A Senate committee approved postal legislation that would severely weaken the USPS, by a vote of 12 to 5 on Nov. 9.
The 21st Century Postal Service Act (S. 1789) would give the USPS short-term financial relief, but it also would force the agency to dismantle its retail and mail-processing network, APWU President Cliff Guffey said.
“Mail will be delayed as a result of the elimination of hundreds of mail processing facilities and thousands of post offices, stations and branches,” he said. The bill also would allow the USPS to eliminate Saturday mail delivery after two years and would degrade delivery to customers’ to doors no later than 2015.
“These drastic cuts will severely damage the Postal Service. It will make the USPS less relevant and drive away customers,” Guffey said.
The bill would return approximately $7 billion in overpayments the USPS made to the Federal Employees Retirement System (FERS), but it would not return $50 billion to $75 billion in overpayments to the Civil Service Retirement System (CSRS). Two independent actuarial studies concluded that the USPS has overpaid the CSRS account by $50 billion to $75 billion.
Earlier bills introduced by Democratic Sen.

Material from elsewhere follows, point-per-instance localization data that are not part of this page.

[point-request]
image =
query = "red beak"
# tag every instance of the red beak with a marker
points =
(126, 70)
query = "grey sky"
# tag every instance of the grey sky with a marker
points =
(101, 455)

Tom Caper (DE) and Republican Sen. Susan Collins (ME) both contained provisions that would return the CSRS overpayments, but the new “compromise” bill excludes that provision. (The Government Accountability Office [GAO] issued a report in October that did not specifically refute the overpayments, but concluded that the overpayments did not violate federal law.)
In addition, although the bill would restructure required payments to pre-fund healthcare benefits for future retirees, it would not do enough to relieve the Postal Service of the pre-funding obligation, Guffey said. No other government agency or private company is required to make these payments.
“By failing to provide more substantial financial relief, S. 1789 will harm the USPS and its customers,” the union president said. “The Postal Service desperately needs funds to modernize its mail processing and retail networks, so it can continue to serve the American people.
Several other provisions of the bill are deeply troubling to the APWU:
It would dramatically reduce the compensation of employees who are injured on duty, once they reach retirement age.
The bill also would require arbitrators in postal labor negotiations to consider the financial health of the USPS. Postal unions have denounced this provision as an attempt to skew contract negotiations in favor of management by giving greater emphasis to financial considerations, at the expense of employees.
“We will work to improve the bill when it comes to a vote before the full Senate,” Guffey said. “APWU members must remain vigilant and let their senators know about our concerns.”
Several alternative bills have been introduced in Congress, he noted, and varying proposals are being presented to the congressional super-committee that is charged with reducing the nation’s deficit.